LexisNexis vous propose ci-dessous un extrait de l’ouvrage « Réforme du droit des contrats, du régime général et de la preuve des obligations »

➜ Art. 1100-1

Les actes juridiques sont des manifestations de volonté destinées à produire des effets de droit. Ils peuvent être conventionnels ou unilatéraux.
Ils obéissent, en tant que de raison, pour leur validité et leurs effets, aux règles qui gouvernent les contrats.  

La reconnaissance légale des actes juridiques : Définition et éléments caractéristiques


Dans le prolongement de la classification des obligations et de la consécration de l’acte juridique qui l’accompagne (V. supra, art. 1100, al. 1er), l’article 1100-1 indique à grands traits ce que sont « les actes juridiques » (al. 1er) et le régime (al. 2) qui leur est applicable.

Ce texte, d’apparence anodine, ne manquera pas d’être présenté comme la reconnaissance, en droit commun, de l’engagement unilatéral de volonté. C’est son principal intérêt pratique.
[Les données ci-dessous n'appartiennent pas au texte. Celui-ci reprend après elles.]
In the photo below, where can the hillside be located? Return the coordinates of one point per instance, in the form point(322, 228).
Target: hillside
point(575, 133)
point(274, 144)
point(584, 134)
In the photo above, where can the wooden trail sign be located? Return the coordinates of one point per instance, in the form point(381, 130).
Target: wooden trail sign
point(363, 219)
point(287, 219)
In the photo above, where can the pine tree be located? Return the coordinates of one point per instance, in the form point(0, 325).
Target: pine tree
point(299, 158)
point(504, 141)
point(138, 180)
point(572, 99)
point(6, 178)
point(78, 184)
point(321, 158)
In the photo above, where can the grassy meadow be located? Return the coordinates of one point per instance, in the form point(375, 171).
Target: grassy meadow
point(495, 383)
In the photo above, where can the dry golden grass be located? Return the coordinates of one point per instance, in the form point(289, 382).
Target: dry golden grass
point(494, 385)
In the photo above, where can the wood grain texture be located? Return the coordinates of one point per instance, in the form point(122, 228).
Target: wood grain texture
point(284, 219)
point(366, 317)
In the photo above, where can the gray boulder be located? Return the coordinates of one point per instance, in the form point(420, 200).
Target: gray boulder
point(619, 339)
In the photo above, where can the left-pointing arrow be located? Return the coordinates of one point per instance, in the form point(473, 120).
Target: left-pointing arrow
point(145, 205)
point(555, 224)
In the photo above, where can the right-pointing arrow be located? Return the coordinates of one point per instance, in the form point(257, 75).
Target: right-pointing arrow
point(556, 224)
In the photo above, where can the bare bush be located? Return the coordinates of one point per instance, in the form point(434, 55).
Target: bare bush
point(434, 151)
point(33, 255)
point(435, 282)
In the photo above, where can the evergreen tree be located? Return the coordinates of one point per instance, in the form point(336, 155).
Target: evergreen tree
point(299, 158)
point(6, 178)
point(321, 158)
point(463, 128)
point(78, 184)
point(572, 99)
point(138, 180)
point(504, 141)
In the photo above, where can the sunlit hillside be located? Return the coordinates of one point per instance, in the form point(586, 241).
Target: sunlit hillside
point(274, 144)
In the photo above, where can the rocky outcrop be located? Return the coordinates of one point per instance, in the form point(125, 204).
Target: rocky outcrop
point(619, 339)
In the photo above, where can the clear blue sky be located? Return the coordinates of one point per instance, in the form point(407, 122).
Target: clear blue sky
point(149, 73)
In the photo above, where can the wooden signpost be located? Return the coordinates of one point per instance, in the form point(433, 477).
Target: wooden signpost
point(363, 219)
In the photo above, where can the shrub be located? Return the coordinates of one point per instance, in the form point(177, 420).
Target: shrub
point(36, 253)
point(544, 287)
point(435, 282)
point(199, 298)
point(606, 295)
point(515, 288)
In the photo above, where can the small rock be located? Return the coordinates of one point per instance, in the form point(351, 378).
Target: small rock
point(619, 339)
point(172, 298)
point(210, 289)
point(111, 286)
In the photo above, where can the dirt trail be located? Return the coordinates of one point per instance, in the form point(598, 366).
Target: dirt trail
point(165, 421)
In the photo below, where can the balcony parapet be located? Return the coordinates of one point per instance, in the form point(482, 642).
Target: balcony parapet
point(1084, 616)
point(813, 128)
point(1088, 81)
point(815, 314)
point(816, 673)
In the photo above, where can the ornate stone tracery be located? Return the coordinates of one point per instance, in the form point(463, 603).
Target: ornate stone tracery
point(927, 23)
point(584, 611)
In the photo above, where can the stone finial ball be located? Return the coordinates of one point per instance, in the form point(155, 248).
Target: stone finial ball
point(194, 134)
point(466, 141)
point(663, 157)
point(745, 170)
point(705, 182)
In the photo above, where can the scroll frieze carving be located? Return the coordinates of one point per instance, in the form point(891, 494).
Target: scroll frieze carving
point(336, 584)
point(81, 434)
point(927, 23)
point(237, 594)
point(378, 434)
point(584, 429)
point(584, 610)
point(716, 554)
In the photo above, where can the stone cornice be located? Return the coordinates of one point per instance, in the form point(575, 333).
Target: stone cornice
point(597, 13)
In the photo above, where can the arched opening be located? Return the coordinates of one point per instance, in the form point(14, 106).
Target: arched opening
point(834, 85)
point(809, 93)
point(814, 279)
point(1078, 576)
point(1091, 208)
Définition et typologie des actes juridiques (al. 1er). Fréquemment employé par le législateur, le terme d’« acte » ou d’« acte juridique » n’avait pas fait l’objet jusqu’à présent d’une définition légale. Celle adoptée par l’article 1100-1, alinéa 1er est fidèle à la conception couramment admise par la doctrine (privatiste)20. Elle permet en particulier de dissiper toute confusion avec l’acte au sens d’acte instrumentaire (instrumentum) dressé pour constater une situation, acception que l’on retrouve dans de nombreuses dispositions sur la preuve21. Fruit d’un effort d’abstraction soutenu, la notion d’acte juridique telle qu’elle ressort de l’article 1100-1 est tout autre. En effet, selon ce texte, « les actes juridiques sont des manifestations de volonté destinées à produire des effets de droit ». Trois éléments se dégagent de cette définition.

La production d’« effets de droit » est le moins caractéristique des trois puisque le fait juridique entraîne une conséquence identique (V. art. 1100-2, al. 1er).
L’expression retenue est large. Elle englobe tout type d’effet : créatif, déclaratif, translatif, modificatif ou extinctif. Et bien que l’article 1100-1 figure dans un titre consacré aux « sources d’obligation », il ne fait aucun doute que les « effets de droit » dépassent les seules opérations relatives aux obligations.

Le deuxième élément, plus caractéristique, est la manifestation de volonté.
Il ne s’agit pas d’un état purement psychique, mais d’une volonté appréhendée par le droit objectif, lequel impose une exigence minimale de discernement et de constance du sujet. Par ailleurs, comme l’indique la définition, c’est une volonté qui doit être extériorisée. Il faut qu’elle se manifeste, qu’elle s’exprime à travers un consentement, de manière expresse ou tacite.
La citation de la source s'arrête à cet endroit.